When you buy a home, there are many shapes and sizes of mortgage available. To name just a few, you may choose 1) Conventional, 2) VA, 3) FHA, 4) FmHA, 5) NoDoc, 6) FNMA 7) FHMLC and many other “hybrid” mortgages. But, what about when buying land? Lanbuyers should ask their agent how to finance land.

When buying mountain land for sale in North Carolina, especially large acreage tracts, it’s a much different story. Because land loans are not insured by the government, only a limited number of sources exist. The good news is that with loans for land the process is much simpler and much less frustrating than applying for a home loan.


Loans For Land

Traditional Lender Financing

Two primary sources of money are available for land loans: commercial banks & Carolina Farm Credit

Commercial Banks – Any commercial bank in North Carolina can be a source for a land loan, however their terms for making loans for land seem quite conservative at this time. Some may avoid land loans altogether, so it may be wise to begin with your personal or company bank.

Banks will generally make a land loan for 10 years max but, depending on your existing relationship with the bank, they may go as long as 15 years. Land loan interest rates are generally competitive, and may range from 5-8% at present, depending on whether they are fixed or variable rate land loans.

The amount of downpayment you can offer may be the single greatest “carrot” you can extend to the bank. They seem to prefer 25-30%, but some are requiring as much as 50% down. All seem to require high credit scores and credit history. You may want to get a copy of your credit report before approaching a bank. You can do this by going to www.myfico.com where, for as little as $14.95, you can get your complete credit history and score.

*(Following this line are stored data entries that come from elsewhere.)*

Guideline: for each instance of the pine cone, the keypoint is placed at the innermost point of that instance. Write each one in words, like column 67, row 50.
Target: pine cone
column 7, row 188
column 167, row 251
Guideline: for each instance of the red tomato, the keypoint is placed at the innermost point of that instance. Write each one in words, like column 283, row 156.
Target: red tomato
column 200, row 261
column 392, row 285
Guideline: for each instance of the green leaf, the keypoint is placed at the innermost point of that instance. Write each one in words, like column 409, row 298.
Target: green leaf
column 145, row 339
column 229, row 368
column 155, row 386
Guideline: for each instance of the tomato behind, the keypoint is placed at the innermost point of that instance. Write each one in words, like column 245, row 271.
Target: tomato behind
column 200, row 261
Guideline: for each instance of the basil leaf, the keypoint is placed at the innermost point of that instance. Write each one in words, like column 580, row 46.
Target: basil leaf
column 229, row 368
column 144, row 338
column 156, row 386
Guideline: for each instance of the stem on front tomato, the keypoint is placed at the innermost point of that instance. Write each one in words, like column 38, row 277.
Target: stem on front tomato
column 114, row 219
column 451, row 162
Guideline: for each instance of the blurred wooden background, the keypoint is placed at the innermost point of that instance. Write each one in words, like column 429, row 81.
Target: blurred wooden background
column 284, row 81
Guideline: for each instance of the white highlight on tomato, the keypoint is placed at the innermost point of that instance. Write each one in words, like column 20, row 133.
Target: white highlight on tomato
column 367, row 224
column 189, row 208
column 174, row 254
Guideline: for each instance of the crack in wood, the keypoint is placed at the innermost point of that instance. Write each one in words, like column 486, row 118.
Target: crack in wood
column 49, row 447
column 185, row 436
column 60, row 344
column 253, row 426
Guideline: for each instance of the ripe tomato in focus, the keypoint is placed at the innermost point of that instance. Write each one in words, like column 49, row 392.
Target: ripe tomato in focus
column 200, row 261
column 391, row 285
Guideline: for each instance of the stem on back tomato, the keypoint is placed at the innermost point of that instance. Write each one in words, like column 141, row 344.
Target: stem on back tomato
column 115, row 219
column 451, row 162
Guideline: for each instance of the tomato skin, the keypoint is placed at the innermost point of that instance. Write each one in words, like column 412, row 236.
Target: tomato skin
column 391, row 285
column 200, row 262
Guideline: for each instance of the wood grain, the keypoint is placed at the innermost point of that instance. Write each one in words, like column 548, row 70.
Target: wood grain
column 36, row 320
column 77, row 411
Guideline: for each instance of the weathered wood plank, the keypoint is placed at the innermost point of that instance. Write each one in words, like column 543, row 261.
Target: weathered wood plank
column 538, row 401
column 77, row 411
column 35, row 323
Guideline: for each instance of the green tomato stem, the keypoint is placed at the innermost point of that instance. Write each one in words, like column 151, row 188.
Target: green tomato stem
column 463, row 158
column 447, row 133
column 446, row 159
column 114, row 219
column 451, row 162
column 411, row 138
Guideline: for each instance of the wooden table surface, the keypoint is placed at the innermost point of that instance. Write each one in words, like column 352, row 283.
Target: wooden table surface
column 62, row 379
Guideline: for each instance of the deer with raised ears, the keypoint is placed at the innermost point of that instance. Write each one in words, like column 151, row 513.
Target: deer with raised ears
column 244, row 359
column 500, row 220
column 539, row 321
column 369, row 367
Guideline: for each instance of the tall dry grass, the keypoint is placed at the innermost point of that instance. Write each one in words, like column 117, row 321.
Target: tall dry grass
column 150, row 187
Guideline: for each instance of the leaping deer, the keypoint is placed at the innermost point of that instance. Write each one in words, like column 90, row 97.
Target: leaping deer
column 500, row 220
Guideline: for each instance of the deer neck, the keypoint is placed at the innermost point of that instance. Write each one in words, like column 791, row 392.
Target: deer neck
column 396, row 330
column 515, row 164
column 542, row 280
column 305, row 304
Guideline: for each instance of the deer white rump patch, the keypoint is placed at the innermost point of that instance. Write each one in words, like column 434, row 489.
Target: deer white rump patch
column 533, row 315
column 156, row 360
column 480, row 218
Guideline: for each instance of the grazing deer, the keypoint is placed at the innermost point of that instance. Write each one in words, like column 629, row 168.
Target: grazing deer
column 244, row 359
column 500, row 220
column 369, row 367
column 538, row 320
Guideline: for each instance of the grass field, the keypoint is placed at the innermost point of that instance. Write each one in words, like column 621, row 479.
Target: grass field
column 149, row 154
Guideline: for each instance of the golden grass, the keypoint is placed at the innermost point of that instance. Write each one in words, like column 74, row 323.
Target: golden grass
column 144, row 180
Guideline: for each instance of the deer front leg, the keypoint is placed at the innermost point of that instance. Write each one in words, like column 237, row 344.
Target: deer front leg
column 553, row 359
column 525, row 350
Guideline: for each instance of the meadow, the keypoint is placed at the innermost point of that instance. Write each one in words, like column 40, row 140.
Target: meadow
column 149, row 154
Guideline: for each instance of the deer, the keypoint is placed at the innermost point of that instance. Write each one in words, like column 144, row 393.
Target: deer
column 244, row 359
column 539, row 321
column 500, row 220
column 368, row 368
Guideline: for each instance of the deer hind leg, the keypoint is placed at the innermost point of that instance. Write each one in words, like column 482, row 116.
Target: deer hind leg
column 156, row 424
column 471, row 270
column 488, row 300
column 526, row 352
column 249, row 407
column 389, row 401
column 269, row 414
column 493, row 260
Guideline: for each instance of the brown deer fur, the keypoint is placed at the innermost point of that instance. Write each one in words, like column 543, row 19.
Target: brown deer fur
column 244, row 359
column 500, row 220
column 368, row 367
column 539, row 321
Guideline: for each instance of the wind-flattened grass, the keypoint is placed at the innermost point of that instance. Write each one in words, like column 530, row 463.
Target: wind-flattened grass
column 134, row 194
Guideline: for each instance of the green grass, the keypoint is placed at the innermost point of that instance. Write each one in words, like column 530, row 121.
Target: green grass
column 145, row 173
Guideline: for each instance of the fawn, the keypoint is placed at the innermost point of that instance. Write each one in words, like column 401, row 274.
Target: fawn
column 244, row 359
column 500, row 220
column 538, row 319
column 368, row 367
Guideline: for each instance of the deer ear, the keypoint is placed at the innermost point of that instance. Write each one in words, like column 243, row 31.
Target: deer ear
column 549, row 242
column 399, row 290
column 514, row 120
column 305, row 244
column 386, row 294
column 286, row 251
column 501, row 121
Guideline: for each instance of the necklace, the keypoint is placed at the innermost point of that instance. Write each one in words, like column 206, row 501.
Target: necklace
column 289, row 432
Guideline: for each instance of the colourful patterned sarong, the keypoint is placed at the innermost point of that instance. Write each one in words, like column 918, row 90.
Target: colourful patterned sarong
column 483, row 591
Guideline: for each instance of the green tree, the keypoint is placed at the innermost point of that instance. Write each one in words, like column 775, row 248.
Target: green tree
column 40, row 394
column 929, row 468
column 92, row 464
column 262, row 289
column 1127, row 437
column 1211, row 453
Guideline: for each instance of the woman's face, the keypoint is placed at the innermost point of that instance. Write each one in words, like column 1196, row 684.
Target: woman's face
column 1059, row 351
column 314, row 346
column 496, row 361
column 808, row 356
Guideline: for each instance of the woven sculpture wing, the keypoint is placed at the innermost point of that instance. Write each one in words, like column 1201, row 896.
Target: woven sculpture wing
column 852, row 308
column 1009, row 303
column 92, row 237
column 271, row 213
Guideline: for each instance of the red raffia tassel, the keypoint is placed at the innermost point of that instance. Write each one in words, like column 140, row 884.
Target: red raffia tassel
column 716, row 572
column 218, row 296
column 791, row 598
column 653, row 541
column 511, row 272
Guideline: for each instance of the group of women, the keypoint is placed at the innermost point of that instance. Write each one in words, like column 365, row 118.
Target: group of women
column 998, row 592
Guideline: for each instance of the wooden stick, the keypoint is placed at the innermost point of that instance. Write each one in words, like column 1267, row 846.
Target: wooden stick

All banks prefer to get an appraisal before making loans for land. Again, because of the national economy and the bank’s recent experiences with real estate, and more specifically land, you may find the appraiser to be conservative with his estimate of land value.

Carolina Farm Credit – This source of lender has been, over the past few years, a very attractive source of land loans. The Farm Credit organization is national in scope with regional offices throughout the state, but they are NOT a government program. They are a “non-profit” which makes for a unique borrowing experience. This lender can make land loans of any size with terms up to 20 years. They can also lend up to 85% of appraisal land value. That translates to 15% down. They will loan based on either “fixed” or “variable” rates that are almost always competitive with banks. One of the most appealing aspects of choosing this lender is their “Patronage Fee” program. Because they are a non-profit, they approach their land loans differently than traditional lenders, i.e. commercial banks.

When you borrow and close on loans for land from Carolina Farm Credit, you are required to purchase $1,000 in stock from their organization. That is often included in the loan amount borrowed. At the end of each year, Farm Credit looks at what is normally considered their “profit” for the year. Because they are a non-profit, it is called “Surplus” on their accounting books. Early each year, they declare a surplus dividend or “Patronage Fee” which is paid back to everyone who has a loan with them. For the year 2010, for example, they declared a 23.5% “Patronage Dividend”. This means that for every dollar in interest paid in 2009 on each land loan, they paid 23.5% of it back to the person or family having a loan.